Work starts Monday, said Scott Kopittke, branch chief of project management for the 88th Air Base Wing at Wright Patterson.
“It will be open from 6 a.m. to 9 a.m. throughout the duration of the project, for incoming traffic only,” Kopittke said in an interview.
The project aims to add safety features to the area around the gate. It will also add directional signage to help the flow of traffic through the gate and it will also replace the final “denial barriers” that can stop motorists who aren’t permitted on the installation.
The current denial barriers are at the end of their service lives and will be replaced by “modern pieces of equipment,” he said.

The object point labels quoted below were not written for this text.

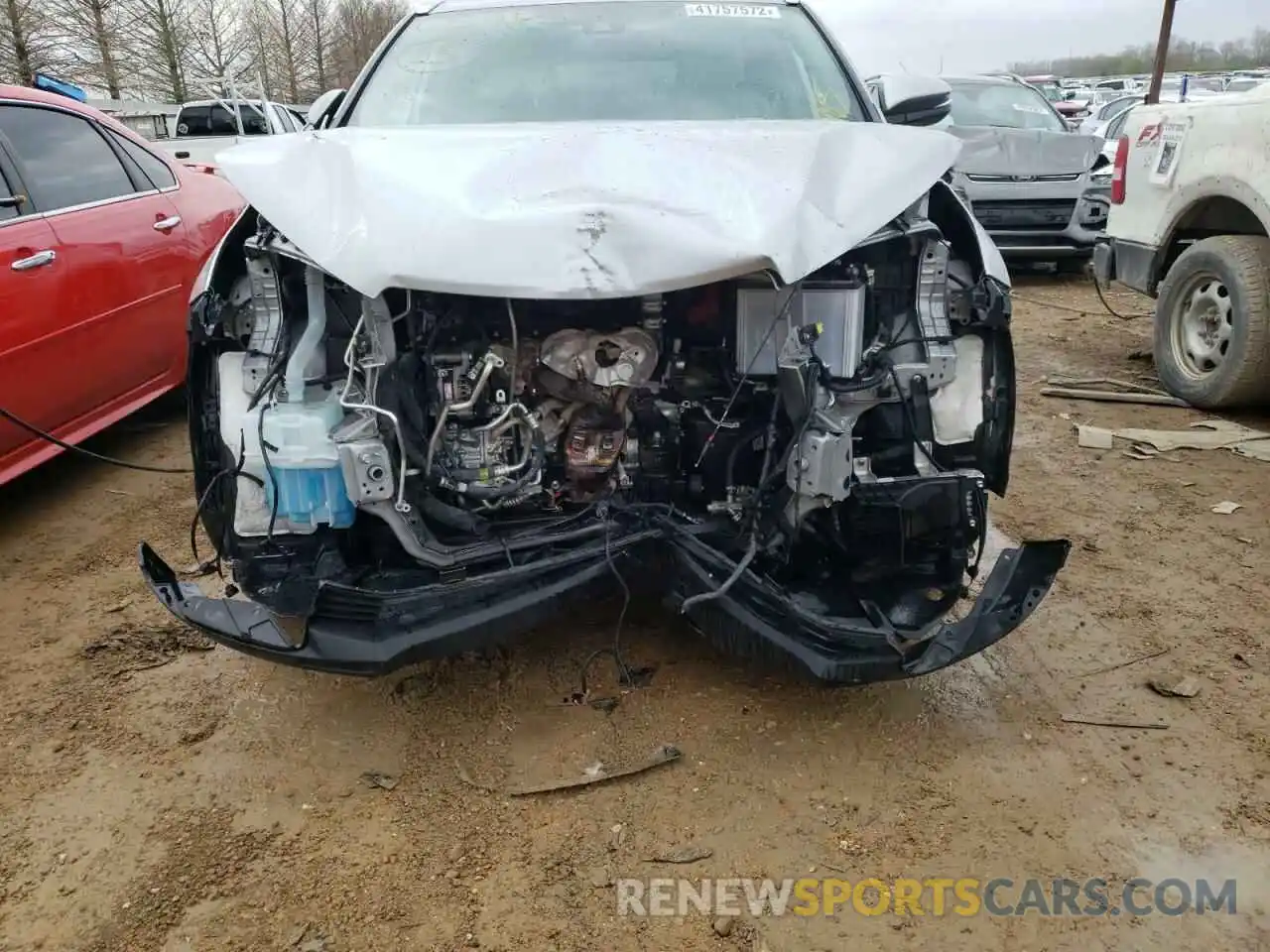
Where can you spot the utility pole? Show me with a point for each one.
(1157, 72)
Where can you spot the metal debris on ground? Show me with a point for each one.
(1206, 434)
(1109, 390)
(1175, 685)
(594, 774)
(384, 780)
(691, 853)
(724, 924)
(1109, 722)
(1093, 438)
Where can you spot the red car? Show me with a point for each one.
(102, 239)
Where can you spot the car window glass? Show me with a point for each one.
(8, 209)
(253, 119)
(1003, 104)
(636, 60)
(154, 168)
(193, 121)
(284, 119)
(1116, 126)
(64, 159)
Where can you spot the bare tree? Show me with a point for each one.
(259, 28)
(220, 41)
(163, 31)
(318, 13)
(358, 28)
(94, 37)
(27, 41)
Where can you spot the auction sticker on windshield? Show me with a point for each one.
(734, 10)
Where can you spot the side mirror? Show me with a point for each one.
(912, 100)
(324, 108)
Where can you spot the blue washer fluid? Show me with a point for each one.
(312, 497)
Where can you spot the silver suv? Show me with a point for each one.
(1025, 175)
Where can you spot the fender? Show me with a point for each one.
(964, 232)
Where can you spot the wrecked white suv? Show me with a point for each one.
(562, 293)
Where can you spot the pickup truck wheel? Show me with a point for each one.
(1211, 335)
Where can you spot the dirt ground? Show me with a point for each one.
(159, 794)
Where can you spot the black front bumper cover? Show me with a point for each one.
(363, 633)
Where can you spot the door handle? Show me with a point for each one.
(36, 261)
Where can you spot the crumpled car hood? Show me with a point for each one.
(992, 150)
(583, 209)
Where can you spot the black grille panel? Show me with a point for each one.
(1049, 214)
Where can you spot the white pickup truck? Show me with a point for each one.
(1189, 225)
(209, 126)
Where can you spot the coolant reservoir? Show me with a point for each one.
(305, 462)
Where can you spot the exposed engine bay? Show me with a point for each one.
(826, 445)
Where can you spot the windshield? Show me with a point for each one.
(1003, 104)
(633, 60)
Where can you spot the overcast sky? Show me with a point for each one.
(971, 36)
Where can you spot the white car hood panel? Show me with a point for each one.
(581, 209)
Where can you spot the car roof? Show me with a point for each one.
(985, 80)
(451, 5)
(39, 95)
(221, 102)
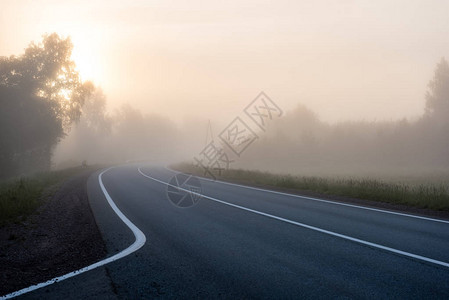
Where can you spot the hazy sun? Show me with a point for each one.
(85, 64)
(84, 55)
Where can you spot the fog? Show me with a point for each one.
(363, 86)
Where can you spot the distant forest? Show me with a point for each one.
(46, 110)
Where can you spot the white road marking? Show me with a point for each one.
(321, 200)
(138, 243)
(363, 242)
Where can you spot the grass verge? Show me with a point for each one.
(19, 197)
(425, 195)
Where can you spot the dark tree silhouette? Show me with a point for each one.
(41, 94)
(437, 97)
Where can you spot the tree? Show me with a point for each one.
(437, 97)
(41, 94)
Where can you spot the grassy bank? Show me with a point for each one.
(19, 197)
(424, 195)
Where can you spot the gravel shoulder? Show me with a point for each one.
(60, 237)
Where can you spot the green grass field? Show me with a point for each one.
(19, 197)
(424, 195)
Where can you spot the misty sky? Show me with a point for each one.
(354, 60)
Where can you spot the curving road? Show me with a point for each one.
(241, 242)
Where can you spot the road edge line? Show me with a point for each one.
(321, 200)
(328, 232)
(138, 243)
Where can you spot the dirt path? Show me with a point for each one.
(61, 237)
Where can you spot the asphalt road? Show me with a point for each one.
(255, 244)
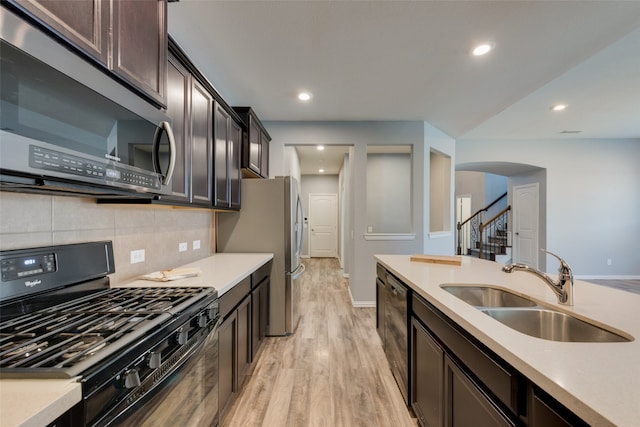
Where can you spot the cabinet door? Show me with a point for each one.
(179, 87)
(227, 360)
(201, 144)
(260, 315)
(255, 137)
(381, 297)
(244, 339)
(264, 157)
(233, 164)
(221, 145)
(140, 45)
(427, 376)
(465, 404)
(85, 24)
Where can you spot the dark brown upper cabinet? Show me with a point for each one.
(190, 106)
(136, 51)
(255, 145)
(227, 174)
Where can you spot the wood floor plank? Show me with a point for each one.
(331, 372)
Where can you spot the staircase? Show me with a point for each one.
(487, 240)
(496, 247)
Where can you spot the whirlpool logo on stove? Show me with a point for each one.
(32, 283)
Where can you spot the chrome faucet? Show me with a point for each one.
(563, 287)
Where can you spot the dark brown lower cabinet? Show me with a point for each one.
(244, 340)
(456, 381)
(260, 316)
(466, 404)
(227, 335)
(546, 412)
(427, 366)
(234, 343)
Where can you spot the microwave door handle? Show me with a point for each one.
(165, 127)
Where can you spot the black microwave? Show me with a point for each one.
(65, 125)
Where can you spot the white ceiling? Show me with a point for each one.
(409, 60)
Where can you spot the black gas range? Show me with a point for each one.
(127, 346)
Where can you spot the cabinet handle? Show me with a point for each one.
(165, 127)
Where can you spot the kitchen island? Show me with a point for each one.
(37, 402)
(596, 381)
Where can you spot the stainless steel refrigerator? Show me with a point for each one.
(270, 220)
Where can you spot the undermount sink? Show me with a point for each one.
(529, 317)
(486, 296)
(553, 325)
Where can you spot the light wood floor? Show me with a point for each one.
(331, 372)
(625, 285)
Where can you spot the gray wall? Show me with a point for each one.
(360, 252)
(592, 198)
(389, 193)
(28, 220)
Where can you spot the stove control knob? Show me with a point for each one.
(202, 320)
(155, 360)
(131, 378)
(182, 336)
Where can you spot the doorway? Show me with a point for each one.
(323, 225)
(525, 224)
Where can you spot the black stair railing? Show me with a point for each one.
(468, 231)
(493, 235)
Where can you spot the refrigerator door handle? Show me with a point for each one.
(297, 272)
(300, 224)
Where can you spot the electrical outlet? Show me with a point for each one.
(137, 256)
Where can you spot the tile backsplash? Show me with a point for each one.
(28, 220)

A denial barrier can be activated to pop up should a driver attempt to drive past security personnel at the gate without authorization. A button within the guard shack activates the barrier, raising the physical barrier.
“It would deter them by running into it or it would deter them by seeing something that they do not want to run into,” Kopittke said.
Traffic at base gates has increased since President Trump signed executive orders earlier this year returning military and federal workers to workplaces.
With about 38,000 employees, Wright-Patterson’s working population has doubled in the past two decades, making the base the biggest concentration of employment in a single location in the state of Ohio.
Base security personnel at gates deal with 325 to 375 vehicles per hour, the base said on a website FAQ.
“We anticipated an increase in traffic following the return-to-work executive order and took steps to facilitate the flow through our gates and entry control points,” Col. Sean Brazel, 88th Mission Support Group commander, said in response to questions from the Dayton Daily News in March. “Currently, we estimate several thousand additional vehicles are entering Wright Patterson Air Force Base each day.”
But after 9 a.m., traffic into the base tends to lessen considerably.